Борис был хорошим рисовальщиком, восхищался полотнами недавно умершего художника Адриана ван дер Вольфа и неустанно копировал его полотна: чинные кавалеры прохаживались с дамами по сухо выписанным улицам города, дома на картинах были не живые, а застывшие, как монументы, как офицеры перед строем. Понятно становилось, почему большинство из них имели имена собственные.
– Красота искусства должна быть строга, должна подкупать спокойствием, уверенностью в благородном воздействии на зрителя, – говорил Борис.
– Ну ладно, засим пребывайте строги и уверены в себе, а я пойду наверх. – Андриан поднимался и, лукаво щурясь, оставлял их. Часто он специально подначивал приятелей и, доведя страсти до кипения, бросал их, но делал это не со зла, а ради всеобщего развлечения, и его любили. – Я всё-таки за усладу и за отдых для глаз, – добавлял он, хохоча, и исчезал в двери второго этажа, и тем, враз остужая готовые уже разругаться стороны, неизменно стяжал нёсшийся вдогон набор крепких словечек.

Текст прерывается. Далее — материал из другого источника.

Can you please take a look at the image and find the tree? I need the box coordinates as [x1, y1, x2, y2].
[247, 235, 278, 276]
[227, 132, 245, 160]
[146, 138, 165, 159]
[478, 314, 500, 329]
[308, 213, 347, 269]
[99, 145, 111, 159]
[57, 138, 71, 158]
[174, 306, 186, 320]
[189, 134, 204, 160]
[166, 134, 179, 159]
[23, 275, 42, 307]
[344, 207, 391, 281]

Андриан был особо охоч до трактирных красавиц и причину ненасытности ставил в прямую зависимость от своей долговязой фигуры. Правда, товарищи его также отваживались подниматься на второй этаж – «Весёлый петух» был ещё и постоялым двором, или отелем, как его тут называли.
8
Василий слушал подобные перепалки, но почти не высказывался, опасаясь сморозить глупость, – старше его годом-другим «ученики» так легко судили о сокровенном, что приводили неискушённого канцеляриста в восторг. Он свободно и открыто наслаждался всем прекрасным, хлынувшим на него нескончаемым и не ведомым ранее потоком. Действительно, рассуждал Василий, поэзия – это говорящая живопись, а живопись – молчаливая поэзия. Так когда-то пояснял любимый отец Илиодор, и только теперь он понял, насколько прав другой – красноречивая немота, одна молчит, переливаясь цветами, другая размышляет, окрашивая словами «таинственную красоту своей притягивающей речи». Из глубины глубин, откуда-то из дальнего далека памяти приходил голос учителя, и неугасимое старое тепло, как и прежде, согревало душу.